Escribe el editor de ‘Libro de Ciencias’, Eduardo Vilas, que “hoy por hoy, el lenguaje científico y el literario están tan alejados y hace tanto tiempo que no se tocan, que cuando uno de ellos plantea una pregunta, ya no acepta una respuesta, por muy exacta que sea, si no se da en su propio idiolecto”. Esta antología busca una reconciliación entre cultura y ciencia, que se demuestra así en la propia selección de las obras. En las narraciones, las ciencias –divididas en las categorías de la clasificación del epistemólogo Rudolf Carnap: formales, naturales y sociales– se reflejan en la literatura, y viceversa.
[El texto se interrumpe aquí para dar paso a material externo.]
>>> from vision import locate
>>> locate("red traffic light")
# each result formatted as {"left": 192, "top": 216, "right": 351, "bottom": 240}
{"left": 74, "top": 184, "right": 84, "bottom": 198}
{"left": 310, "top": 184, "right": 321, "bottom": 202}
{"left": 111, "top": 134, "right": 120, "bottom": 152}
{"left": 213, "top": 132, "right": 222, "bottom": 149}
Para Vilas, una antología de ficciones sobre temas científicos no puede ser otra cosa que una “antología de excepciones”. Algunas de las narraciones que ha elegido son bien conocidas, pero quizás el lector no había reflexionado sobre su conexión con lo científico anteriormente. Después de este libro, sin duda lo hará.

 

Incluida en las ciencias formales, la lógica se refleja en la literatura en este cuento del autor de ‘Alicia en el país de las maravillas’. Como en esta obra, el relato ‘Los dos relojes’ está plagado de paradojas. Comienza con una interpelación al lector: “¿Qué prefiere, un reloj que esté en hora una vez al año o un reloj que lo haga dos veces al día?” Tras la respuesta, que podría parecer lógica –”El último, sin lugar a dudas”–, el autor provoca una contradicción, a través de la formulación de un nuevo enigma. “Basta, cuanto más razone, más se alejará del asunto, así que será mejor que lo dejemos así”, concluye.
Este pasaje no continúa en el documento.